# Dreamweaver HTML Question



## Ravenas (Nov 18, 2011)

Does anyone know how to change Dreamweaver img source tags?


Right now my problem is that when I add a image through dreamweaver it makes a shorthand tag that only dreamweaver and your core website know how to pick up?

Is there anyway possible to force dreamweaver to show the entire image src tag?


----------



## Frick (Nov 18, 2011)

What does the tag look like? I don't have an answer, I just got curious.


----------



## Ravenas (Nov 18, 2011)

The tags just give the name of the directory and the image file name within the directory. They do not give the entire source.


----------



## Frick (Nov 18, 2011)

You mean like images/rat.jpg?
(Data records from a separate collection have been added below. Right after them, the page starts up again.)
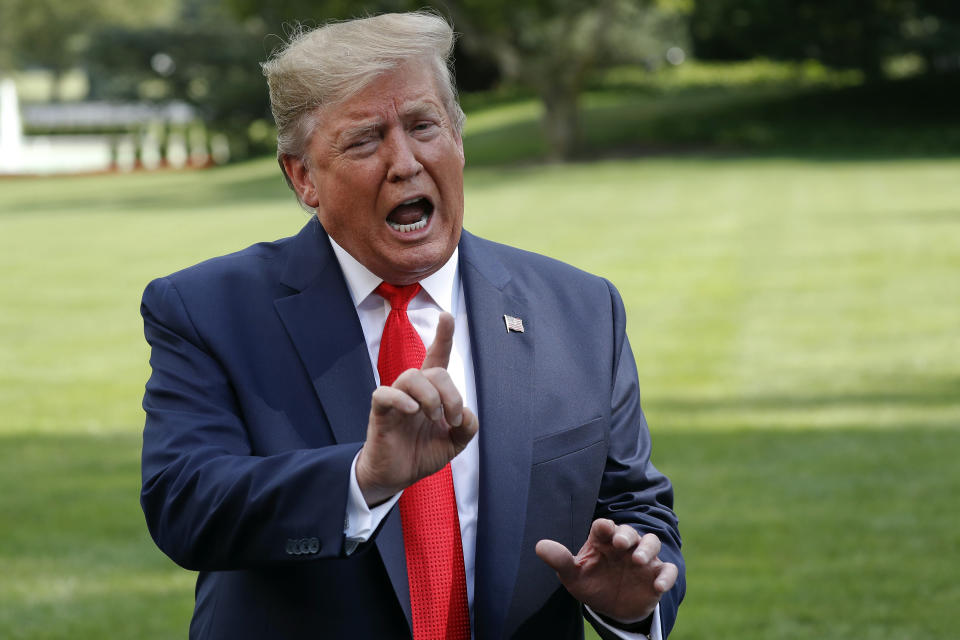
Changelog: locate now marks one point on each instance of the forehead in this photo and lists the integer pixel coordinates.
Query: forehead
(408, 90)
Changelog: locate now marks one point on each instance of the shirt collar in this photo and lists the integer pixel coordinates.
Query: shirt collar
(440, 286)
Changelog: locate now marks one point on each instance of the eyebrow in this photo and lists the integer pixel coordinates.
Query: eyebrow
(419, 109)
(359, 131)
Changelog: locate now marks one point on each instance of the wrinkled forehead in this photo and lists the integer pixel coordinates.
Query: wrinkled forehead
(408, 92)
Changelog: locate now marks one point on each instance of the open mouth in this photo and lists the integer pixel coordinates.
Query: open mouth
(411, 215)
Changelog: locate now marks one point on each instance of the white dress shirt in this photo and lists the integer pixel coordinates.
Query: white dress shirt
(442, 291)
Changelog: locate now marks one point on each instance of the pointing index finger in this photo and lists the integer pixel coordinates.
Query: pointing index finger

Isn't that just a relative link which should be understood by all browsers?


----------



## digibucc (Nov 18, 2011)

click on the image, and then hit code view. it will be highlighted in the code.


----------



## Ravenas (Nov 18, 2011)

I just wanted it to do it automatically rather than me having to add the front part of the source tag everytime.


----------



## digibucc (Nov 18, 2011)

do what? you are in wysiwyg view, the src code is code. you have to go to code view to see it. there is a quick view type function, but sorry i don't remember it, and it may just be for insertion.
most any property you want to edit can be done in properties. past that i am sorry, but code is your option. it should be anyway  np++ ftw


----------



## CarletonSmith (Dec 9, 2011)

first of you paste that code in dremweaver in design mode then click on image and go in coding code then you can easily change img source tags.


----------